2 commentaires sur “Pour la déréglementation des taxis

  1. GOUBAUD

    concernant les taxis parisiens, il serait souhaitable de retirer définitivement les horodateurs, afin que nous, les taxis parisiens, puissont travailler librement, car nous avons des difficultés à servir les clients, lorsque ce fichus horodateur s’éteint, nous n’avons plus le droit de charger les clients. Je suis pour le retrait définitive de l’horodateur. Cela nous permettrait de gagner plus et de travailler plus, afin de servir les clients aux heures de pointes sans se préoccuper de l’heure. Nous sommes les seuls au monde a posséder ce mouchard. Beaucoup de taxis on du mal a s’en sortir financièrement, cause de l’horodateur, le stress cause de l’horodateur, les excès de vitesse cause de l’horodateur, car il faut faire vite pour recharger d’autres clients, avant que ce mouchard s’étteingne. Il faut le retirer. Aliot MARIE, était d’accord pour retirer l »horodateur. Vite qu’on l’enlève, afin d’être plus libre, et servir les clients aux heures de pointes.

  2. leon91

    votre article n’a pas trop de réaction à ce que je vois… dommage

    moi souvent je vais à la gare de Melun… j’ai calculé les tarifs sur des sites internet… 30 euros aller retour. c’est bien trop cher. alors les gens prennent leur voiture. en france on sait très bien dire non.. lorsque on demande « mais on mets quoi à la place » aucune réponse.

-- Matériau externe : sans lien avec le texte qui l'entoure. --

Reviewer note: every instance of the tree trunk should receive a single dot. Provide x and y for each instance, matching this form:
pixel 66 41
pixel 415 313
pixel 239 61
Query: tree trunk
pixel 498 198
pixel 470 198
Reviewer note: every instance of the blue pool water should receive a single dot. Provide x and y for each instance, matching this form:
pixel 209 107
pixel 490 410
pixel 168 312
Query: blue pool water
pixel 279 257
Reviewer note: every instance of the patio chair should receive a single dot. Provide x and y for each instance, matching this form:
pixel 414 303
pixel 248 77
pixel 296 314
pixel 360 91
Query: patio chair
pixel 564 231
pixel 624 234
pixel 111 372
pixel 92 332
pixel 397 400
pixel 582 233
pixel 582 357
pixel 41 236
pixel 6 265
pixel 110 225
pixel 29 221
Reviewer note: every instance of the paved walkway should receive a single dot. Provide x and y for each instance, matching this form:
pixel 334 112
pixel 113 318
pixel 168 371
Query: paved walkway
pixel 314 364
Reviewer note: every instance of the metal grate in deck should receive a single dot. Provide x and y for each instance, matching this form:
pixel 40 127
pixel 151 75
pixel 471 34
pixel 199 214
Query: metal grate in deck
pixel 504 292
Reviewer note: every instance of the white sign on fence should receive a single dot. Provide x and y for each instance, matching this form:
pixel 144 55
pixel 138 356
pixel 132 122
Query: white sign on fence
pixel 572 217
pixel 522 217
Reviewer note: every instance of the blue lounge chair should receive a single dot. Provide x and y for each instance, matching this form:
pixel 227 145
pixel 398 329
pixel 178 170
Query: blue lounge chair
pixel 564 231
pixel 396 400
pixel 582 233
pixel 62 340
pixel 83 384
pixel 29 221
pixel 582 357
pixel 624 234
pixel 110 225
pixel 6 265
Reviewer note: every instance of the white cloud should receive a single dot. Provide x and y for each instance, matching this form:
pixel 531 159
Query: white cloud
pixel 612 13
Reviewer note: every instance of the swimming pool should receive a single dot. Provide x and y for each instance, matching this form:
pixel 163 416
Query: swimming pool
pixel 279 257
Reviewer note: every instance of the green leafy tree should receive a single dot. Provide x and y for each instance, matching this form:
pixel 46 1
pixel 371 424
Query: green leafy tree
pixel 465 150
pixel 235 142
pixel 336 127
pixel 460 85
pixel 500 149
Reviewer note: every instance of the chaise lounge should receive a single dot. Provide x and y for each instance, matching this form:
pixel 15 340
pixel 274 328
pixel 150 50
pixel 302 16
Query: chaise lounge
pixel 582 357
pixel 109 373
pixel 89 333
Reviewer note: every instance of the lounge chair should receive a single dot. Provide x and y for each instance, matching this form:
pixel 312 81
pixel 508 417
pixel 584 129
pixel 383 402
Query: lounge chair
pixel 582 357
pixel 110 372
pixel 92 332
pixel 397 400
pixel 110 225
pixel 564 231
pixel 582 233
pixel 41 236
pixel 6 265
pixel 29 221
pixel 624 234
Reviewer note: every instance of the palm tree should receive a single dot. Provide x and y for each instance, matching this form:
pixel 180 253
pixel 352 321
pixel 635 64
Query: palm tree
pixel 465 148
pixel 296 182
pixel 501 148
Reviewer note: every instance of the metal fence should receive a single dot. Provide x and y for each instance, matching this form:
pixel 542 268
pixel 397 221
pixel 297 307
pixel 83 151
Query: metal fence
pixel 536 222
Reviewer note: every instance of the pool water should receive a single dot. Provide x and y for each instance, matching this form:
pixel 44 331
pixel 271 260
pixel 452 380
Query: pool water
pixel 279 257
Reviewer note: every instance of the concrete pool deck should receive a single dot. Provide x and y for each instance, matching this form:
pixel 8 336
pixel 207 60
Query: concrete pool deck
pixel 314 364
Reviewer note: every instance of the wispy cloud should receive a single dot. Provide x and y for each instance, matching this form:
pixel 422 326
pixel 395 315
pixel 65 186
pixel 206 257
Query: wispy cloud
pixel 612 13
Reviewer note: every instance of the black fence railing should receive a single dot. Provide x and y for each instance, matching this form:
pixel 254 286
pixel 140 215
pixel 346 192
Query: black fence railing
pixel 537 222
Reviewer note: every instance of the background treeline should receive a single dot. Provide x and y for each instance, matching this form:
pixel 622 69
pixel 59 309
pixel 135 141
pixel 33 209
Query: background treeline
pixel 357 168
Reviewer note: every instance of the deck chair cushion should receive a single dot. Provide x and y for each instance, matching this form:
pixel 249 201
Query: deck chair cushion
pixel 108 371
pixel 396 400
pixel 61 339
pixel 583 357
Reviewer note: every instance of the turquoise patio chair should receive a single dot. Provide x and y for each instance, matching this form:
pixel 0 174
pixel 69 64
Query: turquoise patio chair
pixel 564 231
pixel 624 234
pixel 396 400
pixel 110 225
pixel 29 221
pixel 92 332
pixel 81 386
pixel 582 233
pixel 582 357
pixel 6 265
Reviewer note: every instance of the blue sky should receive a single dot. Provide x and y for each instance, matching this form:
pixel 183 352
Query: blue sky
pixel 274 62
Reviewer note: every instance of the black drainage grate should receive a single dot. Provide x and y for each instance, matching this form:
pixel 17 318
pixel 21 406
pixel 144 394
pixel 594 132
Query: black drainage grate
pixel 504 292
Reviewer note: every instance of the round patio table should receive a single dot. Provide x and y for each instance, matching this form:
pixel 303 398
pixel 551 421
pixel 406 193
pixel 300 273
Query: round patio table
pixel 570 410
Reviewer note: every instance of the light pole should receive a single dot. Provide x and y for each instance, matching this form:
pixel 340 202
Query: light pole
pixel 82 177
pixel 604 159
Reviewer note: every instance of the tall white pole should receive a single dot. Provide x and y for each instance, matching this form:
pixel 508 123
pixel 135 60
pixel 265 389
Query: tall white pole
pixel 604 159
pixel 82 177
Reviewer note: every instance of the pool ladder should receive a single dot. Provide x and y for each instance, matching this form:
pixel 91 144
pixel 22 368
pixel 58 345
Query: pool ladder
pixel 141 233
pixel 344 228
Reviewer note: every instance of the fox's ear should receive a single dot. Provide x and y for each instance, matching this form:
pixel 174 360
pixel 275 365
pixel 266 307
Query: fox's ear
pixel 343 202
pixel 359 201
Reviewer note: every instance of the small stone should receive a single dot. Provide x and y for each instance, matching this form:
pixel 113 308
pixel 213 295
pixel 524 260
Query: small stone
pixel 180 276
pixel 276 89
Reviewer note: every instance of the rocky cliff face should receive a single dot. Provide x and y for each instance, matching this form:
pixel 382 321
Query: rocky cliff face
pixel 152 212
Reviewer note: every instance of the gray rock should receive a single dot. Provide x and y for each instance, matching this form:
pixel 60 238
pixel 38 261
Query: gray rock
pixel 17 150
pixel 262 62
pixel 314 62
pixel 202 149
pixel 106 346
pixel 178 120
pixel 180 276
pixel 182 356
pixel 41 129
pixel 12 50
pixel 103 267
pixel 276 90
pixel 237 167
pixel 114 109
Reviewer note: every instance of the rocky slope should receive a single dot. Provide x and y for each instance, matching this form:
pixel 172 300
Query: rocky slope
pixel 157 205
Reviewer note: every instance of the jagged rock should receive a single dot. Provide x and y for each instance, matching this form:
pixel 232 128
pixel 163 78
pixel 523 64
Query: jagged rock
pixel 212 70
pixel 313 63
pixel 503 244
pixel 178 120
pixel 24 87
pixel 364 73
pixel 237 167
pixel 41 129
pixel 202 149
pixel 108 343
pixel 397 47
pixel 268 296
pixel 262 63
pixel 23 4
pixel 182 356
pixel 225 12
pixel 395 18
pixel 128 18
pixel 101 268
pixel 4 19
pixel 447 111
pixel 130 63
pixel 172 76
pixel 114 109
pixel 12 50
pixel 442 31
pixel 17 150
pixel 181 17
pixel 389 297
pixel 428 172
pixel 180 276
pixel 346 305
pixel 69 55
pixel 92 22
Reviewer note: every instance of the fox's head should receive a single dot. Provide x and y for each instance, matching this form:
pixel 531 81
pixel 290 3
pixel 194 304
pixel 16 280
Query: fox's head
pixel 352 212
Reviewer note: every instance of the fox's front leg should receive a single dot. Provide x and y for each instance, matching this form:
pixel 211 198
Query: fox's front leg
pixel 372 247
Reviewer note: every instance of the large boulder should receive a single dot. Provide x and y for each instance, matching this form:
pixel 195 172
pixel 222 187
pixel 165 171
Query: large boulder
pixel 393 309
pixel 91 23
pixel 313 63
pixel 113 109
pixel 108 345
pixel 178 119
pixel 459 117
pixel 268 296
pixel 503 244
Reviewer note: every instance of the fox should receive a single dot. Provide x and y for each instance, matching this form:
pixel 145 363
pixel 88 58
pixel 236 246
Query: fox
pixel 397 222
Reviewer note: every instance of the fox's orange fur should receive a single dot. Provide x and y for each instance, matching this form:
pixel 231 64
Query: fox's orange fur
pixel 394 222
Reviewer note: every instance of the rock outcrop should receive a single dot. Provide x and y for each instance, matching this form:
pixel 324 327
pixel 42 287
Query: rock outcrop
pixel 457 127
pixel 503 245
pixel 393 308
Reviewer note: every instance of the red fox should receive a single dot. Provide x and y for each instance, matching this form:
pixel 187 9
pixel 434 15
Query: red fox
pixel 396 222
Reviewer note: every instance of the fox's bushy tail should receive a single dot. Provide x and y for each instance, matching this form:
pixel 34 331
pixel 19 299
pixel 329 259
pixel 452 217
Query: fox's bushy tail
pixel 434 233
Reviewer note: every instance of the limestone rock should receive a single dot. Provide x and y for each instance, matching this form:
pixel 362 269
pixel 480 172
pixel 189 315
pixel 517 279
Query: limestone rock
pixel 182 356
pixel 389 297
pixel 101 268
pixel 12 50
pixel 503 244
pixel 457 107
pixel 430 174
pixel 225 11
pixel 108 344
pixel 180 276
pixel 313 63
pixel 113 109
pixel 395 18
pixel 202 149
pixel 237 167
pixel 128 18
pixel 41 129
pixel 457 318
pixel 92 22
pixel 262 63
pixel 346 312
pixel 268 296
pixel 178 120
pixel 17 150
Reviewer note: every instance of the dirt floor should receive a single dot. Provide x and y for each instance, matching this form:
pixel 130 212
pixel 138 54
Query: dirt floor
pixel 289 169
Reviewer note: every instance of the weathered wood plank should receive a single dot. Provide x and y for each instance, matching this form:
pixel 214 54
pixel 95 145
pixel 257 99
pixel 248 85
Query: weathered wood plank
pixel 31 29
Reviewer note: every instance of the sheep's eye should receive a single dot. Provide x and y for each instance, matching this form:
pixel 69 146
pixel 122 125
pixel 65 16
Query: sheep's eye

    et souvent ca cache des pouvoirs qui ne veulent que gagner de l’argent rapidement en jouant sur l’offre et en la réduisant… ensuite l’argent leur rentre tout facilement. et ca « marche » pour les taxis, et tout le commerce. on paye aussi les paysans des miseres et on se mets des marges confortables.

    faut pas trop de morale dans le commerce, mais un minimum est nécessaire.